Expert: Scott A Wilson - 1/22/2012

Question
Hello, I need help with this extra credit problem below:

A ball is dropped from a height of 10m. It rebounds 1/2 the distance on each bounce. What is the total diastance the ball travels?(Round your anwser the nearest whole number)

Thanks for your help. I really need the anwser soon so please anwser quickly!:D Please, and thanks again.

Answer
It can be seen that the 1st fall is 10m, since that is the distance to the ground.

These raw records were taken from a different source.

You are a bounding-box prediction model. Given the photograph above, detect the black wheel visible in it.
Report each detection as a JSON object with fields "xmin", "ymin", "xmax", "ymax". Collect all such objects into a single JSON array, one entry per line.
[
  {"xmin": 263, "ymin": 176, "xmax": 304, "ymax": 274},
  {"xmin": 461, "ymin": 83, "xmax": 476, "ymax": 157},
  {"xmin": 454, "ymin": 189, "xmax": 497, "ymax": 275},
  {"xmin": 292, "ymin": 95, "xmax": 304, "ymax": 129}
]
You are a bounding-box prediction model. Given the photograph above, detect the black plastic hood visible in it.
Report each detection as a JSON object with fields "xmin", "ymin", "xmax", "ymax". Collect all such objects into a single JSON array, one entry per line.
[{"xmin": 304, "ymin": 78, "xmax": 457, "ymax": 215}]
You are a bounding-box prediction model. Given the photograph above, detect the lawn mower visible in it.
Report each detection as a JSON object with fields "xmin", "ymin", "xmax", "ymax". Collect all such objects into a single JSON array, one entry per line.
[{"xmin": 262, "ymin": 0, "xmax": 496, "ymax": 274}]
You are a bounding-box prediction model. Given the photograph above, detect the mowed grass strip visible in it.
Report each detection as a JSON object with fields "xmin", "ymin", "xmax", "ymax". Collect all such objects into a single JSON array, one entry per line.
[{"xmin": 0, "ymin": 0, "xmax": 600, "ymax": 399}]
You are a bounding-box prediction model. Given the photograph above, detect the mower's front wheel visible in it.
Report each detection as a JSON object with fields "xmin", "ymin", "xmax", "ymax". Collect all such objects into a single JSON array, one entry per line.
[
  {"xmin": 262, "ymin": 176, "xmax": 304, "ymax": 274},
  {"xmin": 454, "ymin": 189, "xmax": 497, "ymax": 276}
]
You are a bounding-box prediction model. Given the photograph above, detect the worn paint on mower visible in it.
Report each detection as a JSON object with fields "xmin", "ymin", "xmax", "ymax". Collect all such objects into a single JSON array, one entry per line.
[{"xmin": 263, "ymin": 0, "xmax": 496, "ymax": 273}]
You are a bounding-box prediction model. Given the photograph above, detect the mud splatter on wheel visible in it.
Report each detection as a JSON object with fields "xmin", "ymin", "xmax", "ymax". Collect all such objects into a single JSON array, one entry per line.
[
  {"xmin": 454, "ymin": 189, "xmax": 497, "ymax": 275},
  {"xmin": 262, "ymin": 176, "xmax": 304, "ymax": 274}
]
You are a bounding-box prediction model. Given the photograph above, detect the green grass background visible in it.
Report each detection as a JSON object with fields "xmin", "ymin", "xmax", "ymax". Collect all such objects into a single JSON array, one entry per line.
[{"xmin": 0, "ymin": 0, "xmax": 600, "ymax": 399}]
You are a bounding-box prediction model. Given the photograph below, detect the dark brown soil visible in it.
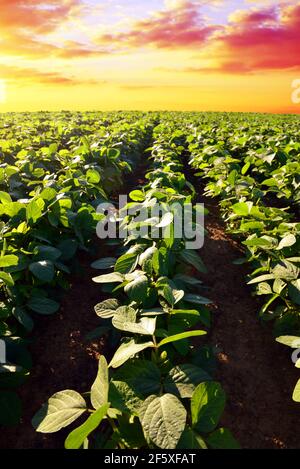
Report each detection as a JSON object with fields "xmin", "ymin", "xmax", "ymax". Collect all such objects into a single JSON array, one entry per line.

It can be seen that since the ball goes half as tall, it goes up to 5m on the 2nd bounce.
Once up there, it drops the 5m again.  This makes it go a total of 15m down plus
5m up.

The third bounce it will have risen to a height of 2.5.
That makes the distance down be 10+5+2.5 and the distance up be 5+2.5.

As this is repeated, we get the distance down to be 10S and the distance up to be 5S,
where S = sum(n=0 to n=infinity)(1/2^n).

Next please note that the value of 2S = 2*sum(n=0 to n=infinity)(1/2^n).

The 2 can be taken inside, giving 2S = sum(n=0 to n=infinity)(2/2^n).

Cancelling 2's in each term gives 2S = sum(n=0 to n=infinity)(1/2^(n-1)).

Taking out the term at n = 0 gives 2S = 1/2^-1 + sum(n=1 to n=infinity)(1/2^(n-1)).

Noting that 1/2^-1 = 2 and letting m=n-1 gives 2S = 2 + sum(m=0 to m=infinity)(1/2^m).

Next, note that the value of sum(m=0 to m=infinity)(1/2^m) is no different than
sum(n=0 to n=infinity)(1/2^n), and that is S.

This means we have 2S = 2 + S.  Subtracting S from both sides gives S = 2.

Since the total distance down was 10S and the total distance up was 5S,
that gives a total of 15S.  Since S = 2, 15S = 30.